Procter & Gamble chief brand officer Marc Pritchard revealed this morning at the ANA Masters of Marketing Conference what the Cannes Lions’ CMO Growth Council will do to help brands find new ways to drive growth.
The council, which was announced in April and is made up of 25 marketing chiefs across all categories, developed five tenets they say will help marketers end stagnant sales. During his opening remarks at the conference, Pritchard explained how marketers spend billions on advertising, yet have seen disappointing growth or worse—half of all brands have experienced declining sales.
The five key areas to driving growth include data and technology, talent and capability, customer centricity, brand experience and innovation, and society and sustainability, according to the council. A handful of CMOs from the council will team up to create strategies to fulfill each category.
Joining Pritchard onstage, Deloitte Digital CMO Alicia Hatch discussed actionable ways brands can drive growth with data and technology.
“We needed to humanize data. We had a lot of data, but it wasn’t actionable or very helpful,” Hatch said, explaining that Deloitte has explored how natural language processing can help marketers understand the emotions consumers experience when viewing an ad or how neuroinsights can help them dig into the subconscious reasons a consumer watched a video for nine seconds instead of six.
As part of the CMO Growth Council’s initiative to reeducate marketers on the changing landscape, Hatch announced the creation of ANA Marketing University. Earlier this week, 200 CMOs met to begin mapping out best practices for brand marketers. Out of those sessions came the five keys that Pritchard explained during his panel but also the beginning of a curriculum for ANA Marketing University.

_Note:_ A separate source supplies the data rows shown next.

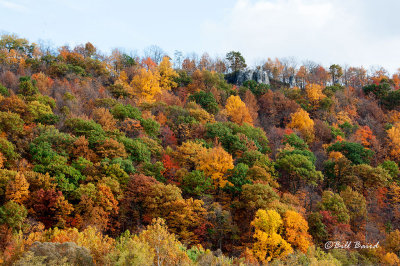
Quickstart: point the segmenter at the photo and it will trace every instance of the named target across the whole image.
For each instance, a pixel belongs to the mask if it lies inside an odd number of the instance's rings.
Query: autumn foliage
[[[399,264],[399,73],[42,48],[0,38],[1,265]]]

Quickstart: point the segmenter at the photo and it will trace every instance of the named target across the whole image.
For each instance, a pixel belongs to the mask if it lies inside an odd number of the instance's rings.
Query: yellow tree
[[[153,223],[142,231],[139,239],[147,242],[154,250],[153,265],[189,265],[190,259],[182,249],[183,245],[174,234],[168,232],[165,221],[161,218],[153,219]]]
[[[311,245],[311,236],[308,234],[308,223],[299,213],[286,211],[283,215],[284,236],[287,242],[306,253]]]
[[[178,84],[174,81],[174,78],[178,77],[178,73],[172,68],[170,58],[164,56],[160,65],[158,66],[158,72],[160,73],[160,87],[162,90],[170,90],[176,87]]]
[[[29,195],[29,183],[26,181],[25,175],[18,172],[14,180],[7,184],[6,199],[13,200],[16,203],[23,204]]]
[[[390,140],[390,155],[396,161],[400,161],[400,123],[394,124],[387,133]]]
[[[251,222],[255,230],[253,237],[256,239],[252,251],[261,262],[283,259],[292,253],[291,245],[278,234],[282,224],[282,218],[276,211],[263,209],[257,211],[256,217]]]
[[[186,141],[176,149],[174,157],[181,167],[192,169],[198,163],[197,156],[206,150],[201,143]]]
[[[232,156],[221,146],[201,150],[196,156],[196,169],[213,179],[216,188],[223,188],[228,183],[226,173],[233,169]]]
[[[307,142],[314,139],[314,121],[310,118],[307,111],[302,108],[291,115],[291,122],[288,124],[291,129],[297,129]]]
[[[229,118],[239,124],[243,123],[253,124],[253,119],[250,116],[249,109],[239,96],[231,95],[226,101],[225,111]]]
[[[0,152],[0,169],[3,168],[5,162],[6,162],[6,158],[5,158],[4,155]]]
[[[161,93],[160,74],[157,71],[141,68],[130,83],[132,95],[138,103],[154,102],[154,96]]]
[[[319,101],[324,99],[326,96],[322,93],[322,86],[318,84],[307,84],[306,86],[307,98],[310,100],[311,104],[315,107],[318,106]]]

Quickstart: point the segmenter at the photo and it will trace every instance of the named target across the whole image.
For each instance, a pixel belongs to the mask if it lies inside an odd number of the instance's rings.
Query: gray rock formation
[[[258,83],[269,84],[268,74],[265,71],[256,70],[240,70],[237,73],[229,74],[229,82],[236,85],[242,85],[248,80],[254,80]]]
[[[73,242],[35,242],[29,252],[25,253],[14,265],[57,265],[64,263],[82,266],[94,265],[89,250]]]

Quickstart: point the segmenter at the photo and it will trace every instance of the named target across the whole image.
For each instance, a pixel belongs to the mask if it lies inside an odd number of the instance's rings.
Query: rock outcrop
[[[38,263],[40,261],[40,263]],[[73,242],[35,242],[15,265],[57,265],[66,262],[71,265],[95,265],[89,250]],[[62,264],[62,263],[61,263]]]
[[[255,69],[255,70],[240,70],[235,73],[230,73],[226,75],[226,79],[229,83],[236,84],[238,86],[242,85],[248,80],[254,80],[258,83],[269,85],[269,77],[267,72]]]

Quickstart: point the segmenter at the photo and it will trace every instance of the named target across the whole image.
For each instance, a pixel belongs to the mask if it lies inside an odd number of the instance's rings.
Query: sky
[[[0,0],[0,32],[53,46],[90,41],[106,53],[235,50],[250,66],[293,56],[393,73],[399,10],[399,0]]]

The goal is to bring more CMOs into the fold to build and refine the curriculum, then partner with professors and universities to create the courses. The program will be available to marketers both online and offline through in-person classes and online training programs.
During the panel, American Express CMO Elizabeth Rutledge addressed how companies need to improve the employee experience. “We spend so much time thinking about the end-t0-end customer experience but not enough thinking about the end-to-end employee experience,” Rutledge said.
She also emphasized the necessity for transparency and giving employees access to resources and the knowledge to do their jobs and do them well. She said data and technology are causing industries to evolve quickly, and brands need to ensure their workers are equipped with the skills to adapt.
Jill Estorino, svp of marketing strategy for Walt Disney Parks and Resorts, explained why brands need to innovate, providing an example of how Disney’s app for its theme parks allows guests to plan ahead with Fast Passes for rides or cut waiting times in the park by ordering food via the app.
“It’s a legacy brand, and we need to keep innovating,” Estorino said. “We have to understand cultural forces as well as the consumer. Plans should begin with the consumer of the future in mind.”
Pritchard provided an argument for the fifth key to growth: society and sustainability. He said half of consumers take a more positive view of a company that takes a stand on an issue. As part of P&G’s #SeeHer campaign, he cited data that found ads featuring women in gender equal roles perform significantly better, translating to 26 percent higher sales growth.
Pritchard also revealed the impact of creating gender and racial equality in the economy, saying $28 trillion would be added to the global economy if gender equality was achieved and in the U.S. and that the economy would receive a $2 trillion boost if racial equality was achieved.
Pritchard implored marketers to join the #SeeHer movement to end bias in advertising. He recommended marketers connect with Free The Bid, a movement by director Alma Har’el, which increases the number of women who direct ads. He said there’s no excuse anymore for not including women in pitches. The Free the Bid database now includes over a 1,000 female directors across the globe, a number he expects to double in the next year.